Drain and Rinse: After soaking, drain and rinse the lentils thoroughly.
Blend the Ingredients:
Blend the Lentils: Place the soaked lentils in a blender or food processor and blend until smooth.
Add the Flax Seeds: Add flax seeds, ground coriander, baking powder, turmeric, salt, and psyllium seeds. Pulse until well combined.
Incorporate the Liquids: Gradually add 350 ml water, olive oil, and lemon juice while blending until you achieve a smooth, thick batter.
Rest the Batter:
Let the Batter Thicken: Allow the mixture to sit for about 10-15 minutes for the psyllium and flax seeds to absorb the liquid and help bind the batter.
Preheat the Oven:
Preheat: Set your oven to 180°C (350°F).
Bake the Bread:
Prepare a Baking Tin: Grease or line a loaf tin with parchment paper.
Pour the Batter: Pour the lentil mixture into the prepared tin and smooth the top.
Bake: Place in the oven and bake for 45-60 minutes, or until firm to the touch and golden brown on top. Test with a toothpick; it should come out clean when done.
Cool and Serve:
Cool: Allow the bread to cool in the tin for 10 minutes, then transfer to a wire rack to cool completely.
Slice and Serve: Once fully cooled, slice the bread and enjoy with your favorite spreads or toppings.
Serving Suggestions:
Enjoy with a dollop of hummus or avocado.
Serve alongside soups or salads for a complete meal.

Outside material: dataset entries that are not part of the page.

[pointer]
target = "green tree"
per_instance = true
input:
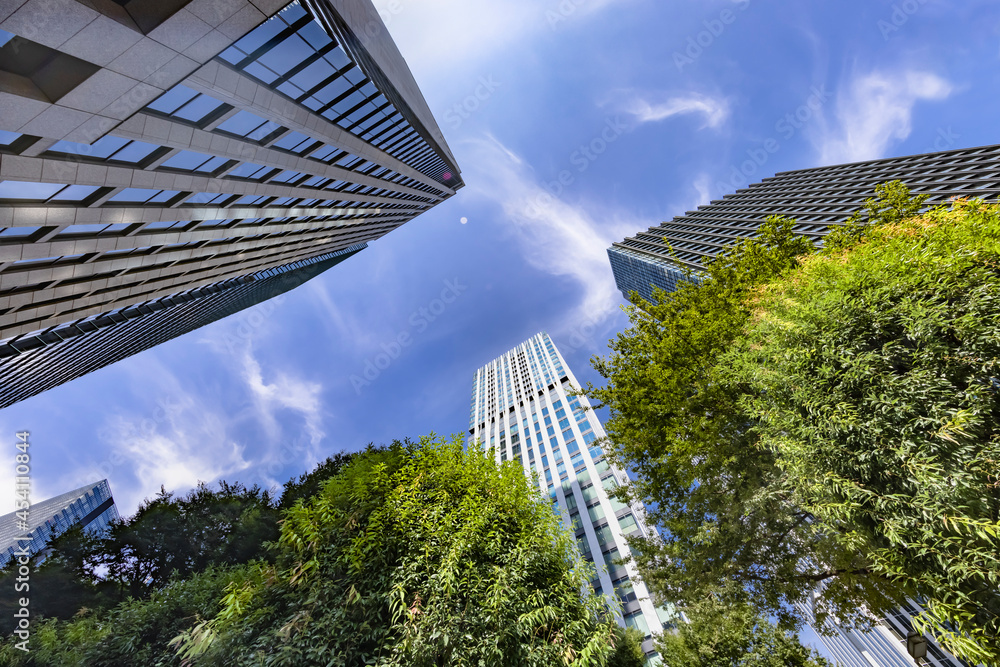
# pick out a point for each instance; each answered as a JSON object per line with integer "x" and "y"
{"x": 718, "y": 635}
{"x": 421, "y": 554}
{"x": 168, "y": 538}
{"x": 871, "y": 373}
{"x": 725, "y": 507}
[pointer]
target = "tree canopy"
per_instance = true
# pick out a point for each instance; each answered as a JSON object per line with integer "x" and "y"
{"x": 413, "y": 554}
{"x": 719, "y": 635}
{"x": 822, "y": 423}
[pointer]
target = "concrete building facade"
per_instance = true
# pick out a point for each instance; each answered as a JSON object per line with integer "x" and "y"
{"x": 817, "y": 199}
{"x": 154, "y": 148}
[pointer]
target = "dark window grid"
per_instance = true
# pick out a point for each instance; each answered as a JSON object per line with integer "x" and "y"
{"x": 194, "y": 162}
{"x": 132, "y": 153}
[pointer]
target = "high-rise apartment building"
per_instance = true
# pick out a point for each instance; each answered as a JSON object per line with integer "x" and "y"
{"x": 91, "y": 506}
{"x": 816, "y": 199}
{"x": 521, "y": 409}
{"x": 162, "y": 162}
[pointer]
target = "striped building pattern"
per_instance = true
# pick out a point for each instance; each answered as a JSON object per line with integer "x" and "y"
{"x": 158, "y": 154}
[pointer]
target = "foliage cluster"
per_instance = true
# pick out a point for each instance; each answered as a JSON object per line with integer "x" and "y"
{"x": 823, "y": 423}
{"x": 416, "y": 554}
{"x": 718, "y": 635}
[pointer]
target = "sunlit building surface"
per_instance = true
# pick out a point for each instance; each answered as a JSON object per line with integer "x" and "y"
{"x": 521, "y": 410}
{"x": 815, "y": 198}
{"x": 91, "y": 507}
{"x": 155, "y": 154}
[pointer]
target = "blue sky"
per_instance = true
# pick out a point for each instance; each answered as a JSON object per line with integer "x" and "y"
{"x": 576, "y": 123}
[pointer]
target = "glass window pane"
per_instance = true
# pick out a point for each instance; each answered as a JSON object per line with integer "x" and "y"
{"x": 187, "y": 160}
{"x": 135, "y": 151}
{"x": 75, "y": 193}
{"x": 102, "y": 148}
{"x": 198, "y": 108}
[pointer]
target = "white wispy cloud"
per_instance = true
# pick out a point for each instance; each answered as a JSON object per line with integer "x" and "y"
{"x": 872, "y": 111}
{"x": 463, "y": 33}
{"x": 556, "y": 237}
{"x": 714, "y": 110}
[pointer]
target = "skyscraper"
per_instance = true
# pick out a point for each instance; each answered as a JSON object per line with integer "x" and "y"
{"x": 521, "y": 409}
{"x": 884, "y": 645}
{"x": 816, "y": 199}
{"x": 161, "y": 160}
{"x": 91, "y": 506}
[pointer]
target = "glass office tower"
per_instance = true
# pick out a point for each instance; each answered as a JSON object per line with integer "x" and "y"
{"x": 170, "y": 149}
{"x": 816, "y": 199}
{"x": 884, "y": 645}
{"x": 91, "y": 506}
{"x": 522, "y": 410}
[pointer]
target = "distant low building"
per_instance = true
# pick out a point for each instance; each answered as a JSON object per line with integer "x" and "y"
{"x": 91, "y": 506}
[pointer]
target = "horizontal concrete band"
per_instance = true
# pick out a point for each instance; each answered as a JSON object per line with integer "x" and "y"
{"x": 26, "y": 321}
{"x": 235, "y": 88}
{"x": 172, "y": 134}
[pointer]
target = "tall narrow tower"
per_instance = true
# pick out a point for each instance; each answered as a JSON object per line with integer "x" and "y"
{"x": 817, "y": 199}
{"x": 163, "y": 161}
{"x": 521, "y": 409}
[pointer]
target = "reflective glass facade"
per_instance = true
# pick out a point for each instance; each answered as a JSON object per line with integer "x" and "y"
{"x": 256, "y": 136}
{"x": 816, "y": 199}
{"x": 91, "y": 506}
{"x": 884, "y": 645}
{"x": 522, "y": 411}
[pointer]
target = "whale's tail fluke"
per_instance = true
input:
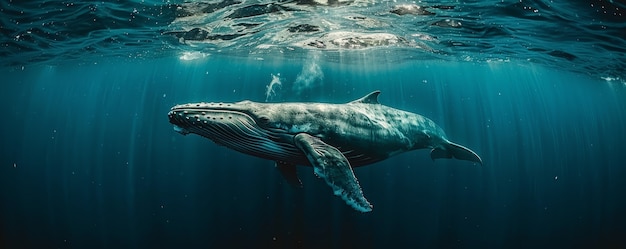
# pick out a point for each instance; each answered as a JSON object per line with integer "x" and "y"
{"x": 452, "y": 150}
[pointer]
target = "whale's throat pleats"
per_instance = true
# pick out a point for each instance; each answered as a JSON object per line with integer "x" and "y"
{"x": 240, "y": 132}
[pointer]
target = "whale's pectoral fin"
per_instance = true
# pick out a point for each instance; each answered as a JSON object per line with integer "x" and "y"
{"x": 288, "y": 171}
{"x": 457, "y": 151}
{"x": 330, "y": 164}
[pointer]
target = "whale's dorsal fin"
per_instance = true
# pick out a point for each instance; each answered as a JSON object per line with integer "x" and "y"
{"x": 371, "y": 98}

Top with your favorite cheese or spreads for a tasty snack.
Cooking Tips:
Soaking Lentils: Ensure lentils are well-soaked to achieve a smooth batter.
Blending: Blend lentils thoroughly for a smooth and consistent texture.
Testing for Doneness: The bread should be golden brown and firm. A toothpick inserted in the center should come out clean.